Compare Your Notes to the Information You Already Have
Information that you learned during the interview will fall into three categories:
- Completely new data.
- Data that matches information you already have.
- Data that contradicts information you already have.
Hopefully your interview produced lots of information that falls into the first two categories, and not much that fell into the third category.
Update Sources for Information That Was Confirmed
The general rule in genealogy is "the more sources the better." So, if your interview confirmed a birth date or occupation or any other information that you already had, it certainly doesn't hurt to add a note in your sources such as "Joanna Hudson Smith, granddaughter of Robert John Hudson, noted in an interview on July 10th, 2000, that Robert John Hudson's birthday was April 5, 1850."
You may not want to do this for every single fact that you picked up during the interview, particularly if you are planning to interview several family members. However, for those pieces of information where you haven't been able to find primary sources, such as birth certificates for birth dates, it isn't a bad idea.
Check for Confirmation of New Data
If you learned new names, dates, and locations during your interview, that's great. Look at them carefully and decide what you need to do to verify them. An easy possibility is to check with other family members, but if they learned their family history from the same source as the person that you interviewed, then they are likely to give you the same information. A better solution is to check for outside sources: birth certificates for birth dates and birthplaces, marriage certificates for marriage information, and so forth.
Weigh the Facts on Conflicting Data
Sometimes during an interview you will find that one relative's idea of when or how a particular event took place is different from another relative's idea.
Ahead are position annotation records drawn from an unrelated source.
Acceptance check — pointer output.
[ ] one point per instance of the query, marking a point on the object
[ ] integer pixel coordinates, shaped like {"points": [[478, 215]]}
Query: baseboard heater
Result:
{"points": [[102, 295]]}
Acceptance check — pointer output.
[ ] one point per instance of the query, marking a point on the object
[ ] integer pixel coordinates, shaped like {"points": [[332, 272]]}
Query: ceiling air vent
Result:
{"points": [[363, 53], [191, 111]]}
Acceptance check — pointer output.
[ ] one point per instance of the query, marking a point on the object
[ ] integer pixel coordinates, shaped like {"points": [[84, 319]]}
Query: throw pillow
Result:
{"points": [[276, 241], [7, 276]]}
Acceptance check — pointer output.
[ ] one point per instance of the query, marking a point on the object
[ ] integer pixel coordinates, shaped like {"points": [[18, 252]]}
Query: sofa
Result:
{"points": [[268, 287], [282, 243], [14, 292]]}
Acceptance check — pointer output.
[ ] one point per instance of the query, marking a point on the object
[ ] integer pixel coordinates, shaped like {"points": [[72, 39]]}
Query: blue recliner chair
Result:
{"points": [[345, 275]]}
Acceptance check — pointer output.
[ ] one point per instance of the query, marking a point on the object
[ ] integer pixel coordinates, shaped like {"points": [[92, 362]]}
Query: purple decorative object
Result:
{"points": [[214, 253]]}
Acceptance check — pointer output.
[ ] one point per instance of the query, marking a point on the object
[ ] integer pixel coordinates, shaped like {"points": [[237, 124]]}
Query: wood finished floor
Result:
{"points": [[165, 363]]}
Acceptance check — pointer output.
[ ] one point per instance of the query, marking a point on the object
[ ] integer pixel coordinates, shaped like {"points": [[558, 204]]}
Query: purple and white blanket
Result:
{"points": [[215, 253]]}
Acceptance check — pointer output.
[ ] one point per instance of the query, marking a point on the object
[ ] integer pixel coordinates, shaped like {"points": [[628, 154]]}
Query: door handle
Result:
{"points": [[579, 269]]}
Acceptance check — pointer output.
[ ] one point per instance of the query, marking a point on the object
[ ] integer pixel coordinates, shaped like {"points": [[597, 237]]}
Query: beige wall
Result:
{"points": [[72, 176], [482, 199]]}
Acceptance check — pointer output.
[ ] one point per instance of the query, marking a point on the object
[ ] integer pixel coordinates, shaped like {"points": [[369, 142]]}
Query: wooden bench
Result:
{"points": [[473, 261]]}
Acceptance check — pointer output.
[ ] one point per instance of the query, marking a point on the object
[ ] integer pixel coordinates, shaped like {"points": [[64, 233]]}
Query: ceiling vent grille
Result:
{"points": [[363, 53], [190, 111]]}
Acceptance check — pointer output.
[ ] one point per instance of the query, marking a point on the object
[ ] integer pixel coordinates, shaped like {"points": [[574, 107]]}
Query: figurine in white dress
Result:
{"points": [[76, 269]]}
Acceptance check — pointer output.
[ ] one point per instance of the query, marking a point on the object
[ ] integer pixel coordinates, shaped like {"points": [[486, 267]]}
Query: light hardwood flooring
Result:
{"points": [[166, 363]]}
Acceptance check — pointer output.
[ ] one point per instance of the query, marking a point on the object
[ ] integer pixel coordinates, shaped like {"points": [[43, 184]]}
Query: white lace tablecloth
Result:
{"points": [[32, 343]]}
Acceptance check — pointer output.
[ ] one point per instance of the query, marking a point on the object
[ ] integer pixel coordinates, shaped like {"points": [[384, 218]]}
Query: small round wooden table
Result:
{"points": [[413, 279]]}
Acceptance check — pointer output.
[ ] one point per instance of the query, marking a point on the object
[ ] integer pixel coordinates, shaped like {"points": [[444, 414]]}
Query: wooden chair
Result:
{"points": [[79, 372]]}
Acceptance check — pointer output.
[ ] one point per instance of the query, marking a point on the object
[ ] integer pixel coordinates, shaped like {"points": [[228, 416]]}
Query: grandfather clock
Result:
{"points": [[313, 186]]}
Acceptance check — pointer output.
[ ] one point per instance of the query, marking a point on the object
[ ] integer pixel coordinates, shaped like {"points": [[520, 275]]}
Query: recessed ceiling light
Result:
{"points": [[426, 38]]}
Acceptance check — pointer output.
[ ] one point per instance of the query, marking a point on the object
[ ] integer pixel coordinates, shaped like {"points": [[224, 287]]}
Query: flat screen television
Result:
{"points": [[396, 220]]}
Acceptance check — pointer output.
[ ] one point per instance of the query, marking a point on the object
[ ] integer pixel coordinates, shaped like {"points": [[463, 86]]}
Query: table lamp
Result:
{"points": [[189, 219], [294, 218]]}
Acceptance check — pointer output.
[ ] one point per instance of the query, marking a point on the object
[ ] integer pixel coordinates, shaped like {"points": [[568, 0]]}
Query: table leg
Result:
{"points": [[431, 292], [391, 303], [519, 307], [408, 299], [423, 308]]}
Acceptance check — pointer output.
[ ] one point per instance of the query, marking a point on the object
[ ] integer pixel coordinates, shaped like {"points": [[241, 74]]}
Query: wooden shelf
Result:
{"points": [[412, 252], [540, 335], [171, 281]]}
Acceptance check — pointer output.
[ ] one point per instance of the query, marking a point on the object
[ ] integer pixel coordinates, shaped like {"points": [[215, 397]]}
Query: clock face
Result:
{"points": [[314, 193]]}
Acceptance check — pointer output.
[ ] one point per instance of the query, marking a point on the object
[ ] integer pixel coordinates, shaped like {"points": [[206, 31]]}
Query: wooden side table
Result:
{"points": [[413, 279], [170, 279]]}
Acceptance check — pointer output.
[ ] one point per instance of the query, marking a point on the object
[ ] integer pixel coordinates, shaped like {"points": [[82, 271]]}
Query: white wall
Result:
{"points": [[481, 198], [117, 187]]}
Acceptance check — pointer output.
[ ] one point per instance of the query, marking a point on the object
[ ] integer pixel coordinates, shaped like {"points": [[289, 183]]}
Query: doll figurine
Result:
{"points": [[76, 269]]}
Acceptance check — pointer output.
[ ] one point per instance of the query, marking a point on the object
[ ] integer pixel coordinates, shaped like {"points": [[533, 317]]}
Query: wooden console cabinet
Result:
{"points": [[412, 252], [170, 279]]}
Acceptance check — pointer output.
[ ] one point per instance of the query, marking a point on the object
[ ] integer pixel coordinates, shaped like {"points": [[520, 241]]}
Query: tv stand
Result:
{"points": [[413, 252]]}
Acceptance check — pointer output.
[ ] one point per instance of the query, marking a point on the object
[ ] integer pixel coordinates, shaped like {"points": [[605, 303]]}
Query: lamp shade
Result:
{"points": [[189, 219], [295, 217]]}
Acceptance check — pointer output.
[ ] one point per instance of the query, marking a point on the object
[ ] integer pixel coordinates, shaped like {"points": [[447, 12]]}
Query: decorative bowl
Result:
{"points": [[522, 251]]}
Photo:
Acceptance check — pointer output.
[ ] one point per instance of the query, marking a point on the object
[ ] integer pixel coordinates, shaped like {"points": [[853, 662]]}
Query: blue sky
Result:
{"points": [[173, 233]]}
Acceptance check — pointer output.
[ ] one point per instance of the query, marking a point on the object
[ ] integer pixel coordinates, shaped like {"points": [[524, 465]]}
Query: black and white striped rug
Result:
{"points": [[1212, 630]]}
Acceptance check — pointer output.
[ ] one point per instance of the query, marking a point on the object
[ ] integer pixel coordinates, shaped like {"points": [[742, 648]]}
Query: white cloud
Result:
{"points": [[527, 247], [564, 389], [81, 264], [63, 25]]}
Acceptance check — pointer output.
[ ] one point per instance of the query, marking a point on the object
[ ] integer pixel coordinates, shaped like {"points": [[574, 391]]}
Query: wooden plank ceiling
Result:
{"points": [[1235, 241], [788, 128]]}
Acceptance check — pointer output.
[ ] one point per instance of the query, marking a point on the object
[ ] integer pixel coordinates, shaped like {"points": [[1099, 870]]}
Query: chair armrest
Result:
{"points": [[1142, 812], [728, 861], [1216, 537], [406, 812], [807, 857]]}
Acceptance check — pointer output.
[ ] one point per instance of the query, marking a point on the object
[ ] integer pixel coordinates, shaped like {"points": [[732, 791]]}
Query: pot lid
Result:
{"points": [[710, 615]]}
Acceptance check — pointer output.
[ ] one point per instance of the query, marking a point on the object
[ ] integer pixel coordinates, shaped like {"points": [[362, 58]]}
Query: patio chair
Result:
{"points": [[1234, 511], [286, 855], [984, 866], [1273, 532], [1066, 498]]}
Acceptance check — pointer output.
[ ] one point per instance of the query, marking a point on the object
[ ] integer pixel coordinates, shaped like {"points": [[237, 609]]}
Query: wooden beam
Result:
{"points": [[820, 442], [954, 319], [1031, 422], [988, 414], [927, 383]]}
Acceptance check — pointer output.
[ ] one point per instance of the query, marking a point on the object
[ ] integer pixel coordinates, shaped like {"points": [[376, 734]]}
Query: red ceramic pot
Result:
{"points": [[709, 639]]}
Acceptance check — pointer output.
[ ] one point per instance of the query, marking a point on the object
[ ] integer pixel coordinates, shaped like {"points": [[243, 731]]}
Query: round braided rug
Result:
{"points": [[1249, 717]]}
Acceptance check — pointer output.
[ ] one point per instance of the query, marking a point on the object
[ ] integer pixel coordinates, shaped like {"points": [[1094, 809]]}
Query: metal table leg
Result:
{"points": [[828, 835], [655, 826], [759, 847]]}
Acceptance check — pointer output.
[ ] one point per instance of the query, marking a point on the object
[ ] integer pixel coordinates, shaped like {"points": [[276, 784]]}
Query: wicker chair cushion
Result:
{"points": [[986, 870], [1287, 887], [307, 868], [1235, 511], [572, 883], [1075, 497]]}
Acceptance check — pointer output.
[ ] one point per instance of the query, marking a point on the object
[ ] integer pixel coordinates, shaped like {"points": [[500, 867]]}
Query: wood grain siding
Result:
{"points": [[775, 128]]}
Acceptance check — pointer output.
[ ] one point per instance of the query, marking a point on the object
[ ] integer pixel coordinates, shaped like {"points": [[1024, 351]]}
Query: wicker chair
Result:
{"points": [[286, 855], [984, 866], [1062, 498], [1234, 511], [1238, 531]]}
As in the previous point, you need to weigh the information, and then decide what you can do to help clear up the facts. Sometimes it won't be possible to determine which interpretation is correct, but in other cases you will be able to check outside sources.
Decide Who You Want to Talk to Next
With your interview complete, you've hopefully learned quite a bit, but probably still have many questions. You will want to spend some time researching those questions with records and other traditional written resources, but there are most likely other family members or friends who would also be willing to share a story with you. Start considering who you would like to speak with next.
But What About the Stories?
Names and dates are great, and they have been the main focus of our discussion thus far, but what about Aunt Billie's tales of the apple orchards and day-to-day life on the ranch? These are some of the best ways to make our family histories come alive and perhaps interest other family members in genealogy.
Be sure that transcriptions or taped versions are circulated among your family members. If there is a family newsletter or Web site, it is the perfect location to include an account of how past family members celebrated the 4th of July. Stories such as these don't have to be long, so are relatively easy to put out. You can also gather the stories into a family book, or, at the next family reunion, even have the kids create a play based on some of the family stories ó just don't let them take too much poetic license.
Oral histories are always worthwhile, because they let you escape from your computer and dusty books for a short time and interact with someone who played a role in your family history. Once you have had the pleasure of doing this, be sure to spend some time taking advantage of all that you have learned.